I enjoyed hanging aroud the campus, I learned things in all of my classes (which were much easier than the physics lectures normally held in those rooms – I think I’d need full brain capacity for those!) and I really felt like a part of a tribe. Lots of people were attending alone; it was never a problem to walk up to a table with an empty chair and say “May I sit here?” In fact, every time I did I was not only welcomed but also included in the conversation instantly, and welcomed the next time the same people saw me.
In fact, it was what I wanted my first SF con to be and what it wasn’t. I’m not sure what accounts for the difference: it may be that Worldcon was too big for a first venture, or that many more people had gone solo to Knit Nation. It may be that because this was the first Knit Nation, fewer people went expecting to meet the old friends they see only at conventions every year. I don’t know, but I’d have expected being shaped by the same books to lead to much more in common than just sharing a liking for playing with sticks and string, but it was at the knitting event that I had more of a sense of being Among My People.
Odd, and probably not enough data points to draw a firm conclusion. Need to attend more knitting events and more SF cons, clearly.
I took classes in sweater fitting with Anne Hanson, the wonders of wool with Clara Parkes (where I got to knit a continuous swatch of bits of wool from lots of different sheep breeds, and two-at-a-time toe-up socks with Chrissie Gardiner, wherein I decided that I may actually like magic loop even more than knitting socks with two circs.

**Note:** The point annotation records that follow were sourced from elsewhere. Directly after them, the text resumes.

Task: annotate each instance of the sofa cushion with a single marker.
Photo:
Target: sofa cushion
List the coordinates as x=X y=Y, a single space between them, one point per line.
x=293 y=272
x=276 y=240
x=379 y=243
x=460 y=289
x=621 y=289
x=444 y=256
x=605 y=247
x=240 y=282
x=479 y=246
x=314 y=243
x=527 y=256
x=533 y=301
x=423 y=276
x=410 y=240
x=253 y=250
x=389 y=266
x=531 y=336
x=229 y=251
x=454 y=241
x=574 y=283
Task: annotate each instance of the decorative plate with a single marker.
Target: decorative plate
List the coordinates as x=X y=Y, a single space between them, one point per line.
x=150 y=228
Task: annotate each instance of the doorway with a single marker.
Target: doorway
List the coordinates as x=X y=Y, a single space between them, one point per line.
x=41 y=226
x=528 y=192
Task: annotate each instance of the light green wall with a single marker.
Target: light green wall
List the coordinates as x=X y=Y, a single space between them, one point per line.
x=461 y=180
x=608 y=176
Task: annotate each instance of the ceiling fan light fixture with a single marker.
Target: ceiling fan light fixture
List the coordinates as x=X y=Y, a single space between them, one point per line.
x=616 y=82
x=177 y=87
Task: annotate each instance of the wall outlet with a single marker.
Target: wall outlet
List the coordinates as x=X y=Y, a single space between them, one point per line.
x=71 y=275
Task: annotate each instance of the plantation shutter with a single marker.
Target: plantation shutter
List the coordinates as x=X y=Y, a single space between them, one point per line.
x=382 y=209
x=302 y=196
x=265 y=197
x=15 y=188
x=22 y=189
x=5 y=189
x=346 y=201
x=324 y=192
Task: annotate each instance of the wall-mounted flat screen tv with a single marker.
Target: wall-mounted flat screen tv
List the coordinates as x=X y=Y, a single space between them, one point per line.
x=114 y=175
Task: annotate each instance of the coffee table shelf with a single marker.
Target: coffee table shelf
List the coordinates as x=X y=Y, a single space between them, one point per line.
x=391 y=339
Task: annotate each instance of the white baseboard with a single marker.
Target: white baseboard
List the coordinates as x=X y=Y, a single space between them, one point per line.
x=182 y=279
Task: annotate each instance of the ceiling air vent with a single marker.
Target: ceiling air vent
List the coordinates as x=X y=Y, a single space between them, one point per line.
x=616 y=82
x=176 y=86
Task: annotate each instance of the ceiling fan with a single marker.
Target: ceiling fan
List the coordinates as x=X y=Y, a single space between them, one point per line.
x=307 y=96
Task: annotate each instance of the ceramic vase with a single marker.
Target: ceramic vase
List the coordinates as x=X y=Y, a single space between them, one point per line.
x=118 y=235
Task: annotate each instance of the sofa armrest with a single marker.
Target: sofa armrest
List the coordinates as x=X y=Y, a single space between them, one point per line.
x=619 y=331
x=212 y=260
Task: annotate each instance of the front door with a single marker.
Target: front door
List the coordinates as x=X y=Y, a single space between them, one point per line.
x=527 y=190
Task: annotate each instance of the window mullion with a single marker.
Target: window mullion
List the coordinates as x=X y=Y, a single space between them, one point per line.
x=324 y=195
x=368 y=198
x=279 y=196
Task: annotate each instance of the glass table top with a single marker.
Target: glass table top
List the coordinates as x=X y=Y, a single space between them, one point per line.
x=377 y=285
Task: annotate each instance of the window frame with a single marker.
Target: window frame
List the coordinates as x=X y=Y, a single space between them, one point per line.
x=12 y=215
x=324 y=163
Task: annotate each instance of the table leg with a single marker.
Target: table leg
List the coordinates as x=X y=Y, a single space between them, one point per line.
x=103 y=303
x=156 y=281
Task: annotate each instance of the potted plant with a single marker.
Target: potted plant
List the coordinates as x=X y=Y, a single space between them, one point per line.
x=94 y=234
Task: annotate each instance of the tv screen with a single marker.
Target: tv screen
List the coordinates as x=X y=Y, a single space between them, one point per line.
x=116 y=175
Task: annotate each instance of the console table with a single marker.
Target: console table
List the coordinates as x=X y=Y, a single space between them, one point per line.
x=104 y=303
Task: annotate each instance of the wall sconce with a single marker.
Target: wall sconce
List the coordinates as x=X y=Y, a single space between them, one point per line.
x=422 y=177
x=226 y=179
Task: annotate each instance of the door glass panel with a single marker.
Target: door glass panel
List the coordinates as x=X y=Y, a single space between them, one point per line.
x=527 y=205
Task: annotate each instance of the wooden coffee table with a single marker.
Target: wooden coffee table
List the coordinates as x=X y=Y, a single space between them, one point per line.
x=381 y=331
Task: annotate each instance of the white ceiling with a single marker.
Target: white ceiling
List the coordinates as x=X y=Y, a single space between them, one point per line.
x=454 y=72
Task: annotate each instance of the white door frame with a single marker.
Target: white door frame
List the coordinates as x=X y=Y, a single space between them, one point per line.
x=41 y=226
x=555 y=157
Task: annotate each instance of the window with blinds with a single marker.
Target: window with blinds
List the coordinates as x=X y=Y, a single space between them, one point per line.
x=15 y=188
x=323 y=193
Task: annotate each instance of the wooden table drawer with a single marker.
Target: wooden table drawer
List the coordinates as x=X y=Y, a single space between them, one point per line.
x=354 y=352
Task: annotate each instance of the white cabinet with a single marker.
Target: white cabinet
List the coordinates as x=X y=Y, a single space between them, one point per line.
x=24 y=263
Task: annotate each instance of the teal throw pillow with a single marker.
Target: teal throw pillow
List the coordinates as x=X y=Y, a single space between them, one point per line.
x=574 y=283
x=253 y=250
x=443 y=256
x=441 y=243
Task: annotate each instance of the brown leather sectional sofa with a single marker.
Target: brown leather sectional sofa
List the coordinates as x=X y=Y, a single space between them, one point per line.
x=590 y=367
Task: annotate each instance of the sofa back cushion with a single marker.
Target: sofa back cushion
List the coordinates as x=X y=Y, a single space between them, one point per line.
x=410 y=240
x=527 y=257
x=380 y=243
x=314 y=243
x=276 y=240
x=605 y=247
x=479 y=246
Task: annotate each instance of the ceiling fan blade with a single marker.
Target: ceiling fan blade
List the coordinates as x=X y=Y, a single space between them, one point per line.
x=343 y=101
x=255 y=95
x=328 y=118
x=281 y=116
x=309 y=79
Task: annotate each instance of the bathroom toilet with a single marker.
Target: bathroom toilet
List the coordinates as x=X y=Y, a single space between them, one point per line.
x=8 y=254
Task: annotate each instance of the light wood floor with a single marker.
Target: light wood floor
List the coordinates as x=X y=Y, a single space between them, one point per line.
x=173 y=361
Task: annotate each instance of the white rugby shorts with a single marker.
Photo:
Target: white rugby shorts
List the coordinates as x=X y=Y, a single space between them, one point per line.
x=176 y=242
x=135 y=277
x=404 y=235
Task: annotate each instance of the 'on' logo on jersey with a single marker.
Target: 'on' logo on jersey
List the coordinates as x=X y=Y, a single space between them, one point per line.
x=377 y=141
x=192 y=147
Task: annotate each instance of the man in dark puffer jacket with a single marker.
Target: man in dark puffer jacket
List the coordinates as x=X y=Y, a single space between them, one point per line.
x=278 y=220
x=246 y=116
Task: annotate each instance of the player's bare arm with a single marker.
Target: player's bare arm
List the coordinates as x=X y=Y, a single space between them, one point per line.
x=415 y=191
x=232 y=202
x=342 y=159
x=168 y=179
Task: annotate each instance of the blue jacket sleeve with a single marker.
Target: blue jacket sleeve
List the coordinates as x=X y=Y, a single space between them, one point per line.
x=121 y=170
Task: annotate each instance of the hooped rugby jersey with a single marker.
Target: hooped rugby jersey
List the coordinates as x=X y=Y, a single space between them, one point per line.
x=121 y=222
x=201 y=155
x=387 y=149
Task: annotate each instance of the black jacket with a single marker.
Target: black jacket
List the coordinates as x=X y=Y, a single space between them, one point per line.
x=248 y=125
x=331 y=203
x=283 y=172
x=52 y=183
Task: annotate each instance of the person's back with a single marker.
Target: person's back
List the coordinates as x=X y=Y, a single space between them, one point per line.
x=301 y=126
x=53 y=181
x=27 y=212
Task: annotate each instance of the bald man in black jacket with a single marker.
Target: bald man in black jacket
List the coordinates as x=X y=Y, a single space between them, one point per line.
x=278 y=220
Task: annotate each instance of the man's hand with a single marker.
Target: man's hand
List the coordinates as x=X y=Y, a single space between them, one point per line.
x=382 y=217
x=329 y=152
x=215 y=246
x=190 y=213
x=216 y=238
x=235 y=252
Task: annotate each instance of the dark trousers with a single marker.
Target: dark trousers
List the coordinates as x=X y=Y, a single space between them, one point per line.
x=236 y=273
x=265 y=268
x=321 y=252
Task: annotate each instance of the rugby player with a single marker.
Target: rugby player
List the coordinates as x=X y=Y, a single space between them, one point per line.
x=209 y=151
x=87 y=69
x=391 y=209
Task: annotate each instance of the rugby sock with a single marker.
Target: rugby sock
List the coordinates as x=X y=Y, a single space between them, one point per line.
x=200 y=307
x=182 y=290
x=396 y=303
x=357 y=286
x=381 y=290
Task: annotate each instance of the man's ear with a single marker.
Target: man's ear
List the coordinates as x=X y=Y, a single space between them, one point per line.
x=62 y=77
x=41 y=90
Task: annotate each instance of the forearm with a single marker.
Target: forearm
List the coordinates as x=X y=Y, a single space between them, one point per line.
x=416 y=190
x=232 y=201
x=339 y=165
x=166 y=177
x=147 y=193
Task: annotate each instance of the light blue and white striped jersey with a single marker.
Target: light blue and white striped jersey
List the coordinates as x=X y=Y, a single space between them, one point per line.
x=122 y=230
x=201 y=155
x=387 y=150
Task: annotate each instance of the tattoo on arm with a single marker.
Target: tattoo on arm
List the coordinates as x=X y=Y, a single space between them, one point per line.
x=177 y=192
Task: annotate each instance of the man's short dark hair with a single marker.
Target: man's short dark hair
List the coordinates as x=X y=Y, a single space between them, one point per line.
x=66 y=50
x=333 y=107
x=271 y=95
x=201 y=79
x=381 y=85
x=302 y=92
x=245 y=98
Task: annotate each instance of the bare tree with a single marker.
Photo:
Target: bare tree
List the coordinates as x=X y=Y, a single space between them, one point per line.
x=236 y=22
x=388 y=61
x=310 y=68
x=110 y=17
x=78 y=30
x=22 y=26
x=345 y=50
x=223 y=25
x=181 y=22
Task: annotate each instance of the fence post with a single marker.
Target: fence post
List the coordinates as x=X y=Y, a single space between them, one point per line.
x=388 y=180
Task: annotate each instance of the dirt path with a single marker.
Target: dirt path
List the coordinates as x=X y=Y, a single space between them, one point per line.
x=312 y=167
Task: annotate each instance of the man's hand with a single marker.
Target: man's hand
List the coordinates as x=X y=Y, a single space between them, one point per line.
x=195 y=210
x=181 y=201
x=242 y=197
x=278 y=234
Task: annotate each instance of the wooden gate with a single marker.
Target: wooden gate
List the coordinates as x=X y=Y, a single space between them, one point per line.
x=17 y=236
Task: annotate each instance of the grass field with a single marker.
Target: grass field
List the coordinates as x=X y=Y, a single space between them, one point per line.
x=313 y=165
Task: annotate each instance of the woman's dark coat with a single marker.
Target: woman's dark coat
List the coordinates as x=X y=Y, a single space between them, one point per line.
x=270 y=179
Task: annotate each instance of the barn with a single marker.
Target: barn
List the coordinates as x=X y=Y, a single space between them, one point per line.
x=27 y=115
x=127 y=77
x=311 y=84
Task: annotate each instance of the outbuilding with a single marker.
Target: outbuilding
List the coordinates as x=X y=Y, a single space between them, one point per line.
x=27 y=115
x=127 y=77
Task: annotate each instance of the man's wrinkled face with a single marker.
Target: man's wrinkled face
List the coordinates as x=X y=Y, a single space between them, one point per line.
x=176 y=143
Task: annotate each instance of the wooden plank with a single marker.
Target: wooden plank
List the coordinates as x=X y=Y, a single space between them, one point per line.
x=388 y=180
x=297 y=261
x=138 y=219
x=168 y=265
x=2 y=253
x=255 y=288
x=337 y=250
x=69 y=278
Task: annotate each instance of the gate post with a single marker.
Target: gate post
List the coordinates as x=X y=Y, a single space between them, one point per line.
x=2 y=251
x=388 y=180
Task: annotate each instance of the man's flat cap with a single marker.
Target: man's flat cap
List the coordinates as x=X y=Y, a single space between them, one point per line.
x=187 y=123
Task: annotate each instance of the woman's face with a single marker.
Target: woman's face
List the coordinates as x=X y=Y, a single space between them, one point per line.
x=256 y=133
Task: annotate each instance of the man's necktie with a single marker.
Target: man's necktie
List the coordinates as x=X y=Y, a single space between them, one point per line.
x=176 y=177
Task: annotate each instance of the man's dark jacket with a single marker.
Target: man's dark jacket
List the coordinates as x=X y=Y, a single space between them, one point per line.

Another thing that was much better than I expected was the Ravelry talk; I told Jess later (when Jess and Casey were circulating during the Ravelry party) that I’m pretty sure if they wanted to, she and Casey could make a healthy living on the lecture circuit, explaining how they built a single-interest social-networking site that’s now got something like 800,000 people. (And if Knit Nation is any indicator, a fair number of those are now telling their friends “Ravelry changed my life!”) If they hold Knit Nation again, and if there’s anyone on the fence about going, I should mention two things: in addition to the teachers I mentioned, instructors included the likes of Nancy Bush and Cookie A; and Wollmeisse (you know, the German indie dyer who posts new batches around 3AM US time and whose yarn sells out instantly?) brought literally a metric tonne of yarn to sell.